The Gayest Seeming Animals

The Gayest Seeming Animals


Yesterday, Buzzfeed published a list of the 25 animals that actually scissor with their own gender on the regs. But who wasn’t a little disappointed that the list wasn’t about something a bit more conceptual – seeming gay. Which animals strike you as the most queer? We vote these:

Sea Cucumbers
The life of these phallic sea creatures is basically one big jizz fest.

Octopus
Quite frankly, these bitches are capable of a lot of sucking. And you know how gay men are with their mouths. They’re constantly looking for a little suck here, a casual blowy there. Octopus are like that too. Anything they can get their suction cups up against, and, sluuuuurp. They’ve got you. Sound pretty gay? It is.

Sun Bears
The gayest of the bears, sun bears prance around the hinterland doing gay bear things – you know, scratching at lovers, sunning themselves, and generally giving two shits about their physical appearance, unlike many other bears. They also are the gentlest of bears – unless you don’t want them to be gentle, if you know what I mean.

Penguins
Just who do they think they’re fooling with that walk? I know that walk; hell, I’ve done that walk before, honey. Also: the allure of the tuxedo. Sure, that one’s a little outdated for gay men, but there are surely some lesbians out there who think they can pull off formalwear designed originally for men.

Bees
Ooooooh, sisterfriend: watch out, cuz these bitches sting. ‘Nuff said.

Lizards
Can’t you just picture a lizard wearing nothing but leather chaps, over-grown armpit hair, and a sick mullet she’s been keeping sharp since the ‘80s? In all of the animal kingdom, no other species is more likely to become a member of the Dykes On Bikes section at your local gay pride parade. No wind burn for these ladies.

Peacocks
I don’t want to be too on the nose here but I think we can all agree that if the zoo was cable TV, the peacock habitat would be Ru Paul’s Drag Race.

Seals
First of all you, you know seals capitalize on every opportunity to make puns using their species name in order to get a mate into their (water)bed. “Vincent!
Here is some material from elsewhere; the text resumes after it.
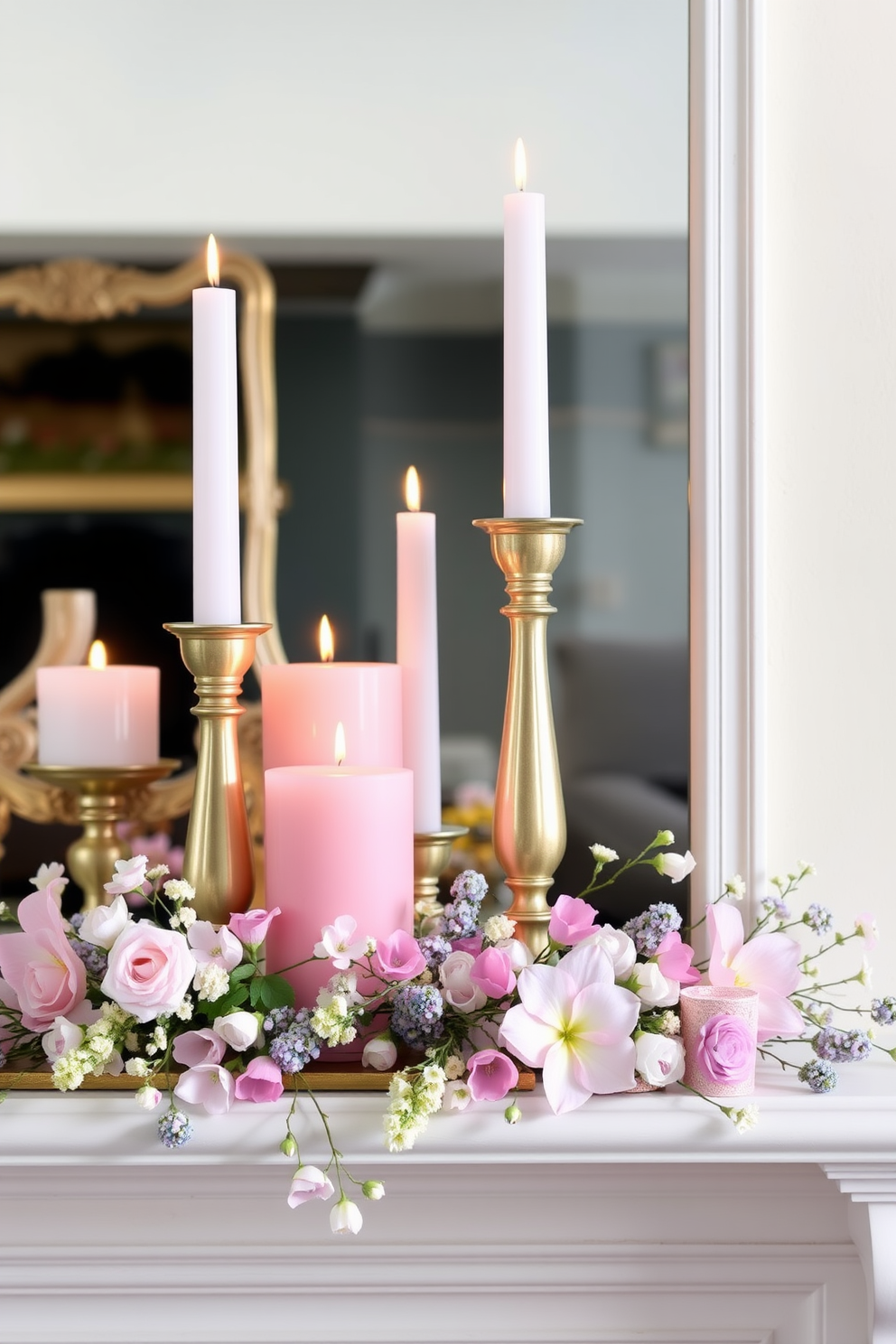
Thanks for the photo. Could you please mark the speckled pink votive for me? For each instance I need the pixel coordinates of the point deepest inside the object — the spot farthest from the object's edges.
(719, 1035)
You’re baaaad. I’m going to have to SEAL THE DEAL with this one!!” You know that right? Well, they do. Secondly, they can do amazing things with those whiskers. Third, maybe it’s based on the way they are always lounging on one side, lazily waving to all the cute passersby with a single flap, but I get the feeling seals know how to properly tie an ascot.


Birds of Paradise
These freaky deaky birds are not vanilla. Also, they know how to dance.